L'enjeu de la formation 

L'autre partie du rapport définitif qui intéressera les entreprises comme les salariés et leurs représentants traite de la formation professionnelle, mais on ne peut guère parler ici d'un plan massif de formation. Pourtant, la transformation des tâches et des métiers que va entraîner la généralisation de l'IA générative support un effort global d'élévation des compétences, des salariés comme des demandeurs d'emplois, un effort chiffré à 40 millions d'euros par an dans le rapport.

Comment mener à bien ce changement ? Là encore, le document destiné aux ministères est plus explicite que le rapport définitif, car il suggère de  :

  • moderniser les classifications des certifications et des métiers utilisés par France Compétences et France Travail en insistant sur les compétences spécifiques liées à l'IA ;
  • demander aux opérateurs de compétences (Opco) "un travail prospectif paritaire pour maintenir l'employabilité des travailleurs" ;
  • former les demandeurs d'emploi (partenariat Opco, conseils régionaux et France Travail) ;
  • former les professions créatives à l'IA, etc.  

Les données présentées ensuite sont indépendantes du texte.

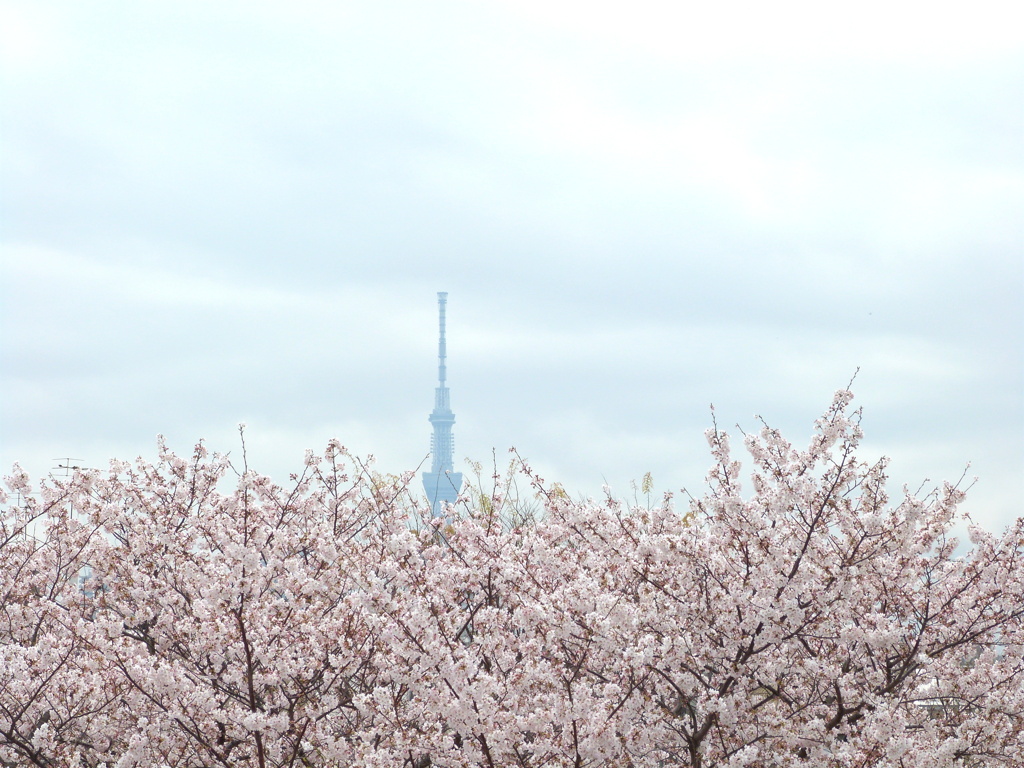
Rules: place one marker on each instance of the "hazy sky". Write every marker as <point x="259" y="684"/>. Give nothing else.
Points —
<point x="223" y="212"/>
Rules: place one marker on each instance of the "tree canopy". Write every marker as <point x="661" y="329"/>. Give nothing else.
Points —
<point x="153" y="617"/>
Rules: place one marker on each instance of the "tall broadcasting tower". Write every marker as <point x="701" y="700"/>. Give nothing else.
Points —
<point x="441" y="483"/>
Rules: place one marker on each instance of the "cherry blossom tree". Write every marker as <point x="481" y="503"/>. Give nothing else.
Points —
<point x="179" y="613"/>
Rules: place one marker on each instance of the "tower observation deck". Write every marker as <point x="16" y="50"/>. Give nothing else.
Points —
<point x="441" y="482"/>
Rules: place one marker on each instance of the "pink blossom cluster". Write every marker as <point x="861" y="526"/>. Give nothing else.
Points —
<point x="153" y="617"/>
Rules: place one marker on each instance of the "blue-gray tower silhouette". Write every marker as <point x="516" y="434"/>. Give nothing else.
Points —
<point x="442" y="483"/>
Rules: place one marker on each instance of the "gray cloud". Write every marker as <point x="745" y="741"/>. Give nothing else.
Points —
<point x="216" y="213"/>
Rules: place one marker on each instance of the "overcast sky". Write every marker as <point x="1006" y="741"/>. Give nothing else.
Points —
<point x="223" y="212"/>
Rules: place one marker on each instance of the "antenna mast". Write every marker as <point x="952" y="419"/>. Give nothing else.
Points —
<point x="441" y="482"/>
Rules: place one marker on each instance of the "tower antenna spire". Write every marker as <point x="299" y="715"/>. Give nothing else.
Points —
<point x="442" y="483"/>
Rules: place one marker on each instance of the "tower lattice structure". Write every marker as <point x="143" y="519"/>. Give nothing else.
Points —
<point x="442" y="483"/>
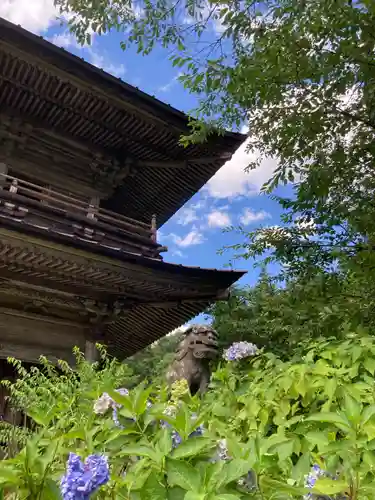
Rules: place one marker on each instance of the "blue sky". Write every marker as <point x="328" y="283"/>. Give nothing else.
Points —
<point x="232" y="197"/>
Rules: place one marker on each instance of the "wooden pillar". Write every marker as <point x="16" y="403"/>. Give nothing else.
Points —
<point x="3" y="172"/>
<point x="91" y="353"/>
<point x="154" y="231"/>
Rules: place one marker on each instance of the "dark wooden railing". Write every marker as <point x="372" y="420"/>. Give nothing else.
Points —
<point x="48" y="209"/>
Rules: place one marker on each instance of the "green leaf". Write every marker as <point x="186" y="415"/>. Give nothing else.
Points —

Ces recommandations vont de pair avec une meilleure anticipation des conséquences de l'IA sur le travail et l'emploi. Le document final évoque la nécessité "d'investir dans l’observation, les études et la recherche sur les impacts des systèmes d’IA sur la quantité et la qualité de l’emploi". La commission semble aller plus loin dans la version destinée aux ministères : le document évoque la création d'un observatoire sur le sujet et de commissions spécifiques auprès des ministères du travail et de la fonction publique, les partenaires sociaux y étant associés. 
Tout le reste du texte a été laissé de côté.